O aumento no uso de opioides no Brasil
Enviada em 28/10/2022
Durante a Colinização do Brasil, eram comuns os relatos do uso de ervas com compostos ativos de analgésicos e sedativos conhecidos como ‘‘Drogas do sertão’’. Diante disso, os portuguêses passaram a adotar as ervas nas exportações. Atualmente, apesar do comércio pelos opioides ser polarizado às indicações do médico responsável, as pessoas ainda se automedicam por meios ilegais. Nesse cenário, é nítido a necessidade de uma intrínseca análise, no que cerne o aumento no uso de opioides no Brasil, a fim de solucionar essa chagas.
Em primeiro lugar, é fundamental apontar que o século XXI é marcado pela pressão e autocobrança.
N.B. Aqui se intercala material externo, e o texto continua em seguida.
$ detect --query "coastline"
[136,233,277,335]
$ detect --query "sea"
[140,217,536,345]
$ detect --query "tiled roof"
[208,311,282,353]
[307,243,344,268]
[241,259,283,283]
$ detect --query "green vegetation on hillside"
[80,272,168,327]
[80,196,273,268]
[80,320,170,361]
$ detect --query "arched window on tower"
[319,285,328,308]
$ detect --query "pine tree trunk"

Dentro dessa premissa, o sociólogo contemporâneo, Byung-Chul Han, estabelece o ‘‘Paradigma do desempenho’’. Nela, ele conclúi que há uma íntima relação entre o desempenho e a saúde, isto é, na medida em que a multitarefa é exigida, também fomenta uma comunidade por uma violência exaustiva. Com isso, a sociedade torna-se sujeita à ansiedade e bulimia, impactando na busca incessante por medicamentos capazes de mitigar essa problemática. Logo, a compactuação, de acordo com a dialética afirmada pelo Byung-Chul Han, é evidenciada na realidade brasileira.
Além disso, o silenciamento da temática na conjuntura social provoca uma postura apática na população. Nessa lógica, a antropóloga Lilia Schwarcz explica que há a prática do eufemismo no Brasil, isto é, determinados problemas tendem a ser suavizados se não recebem a visibilidade necessária. Portanto, o fato da não problematização, no que diz respeito ao uso dos opioides no Brasil, propõe um sistema não solucionador para a situação.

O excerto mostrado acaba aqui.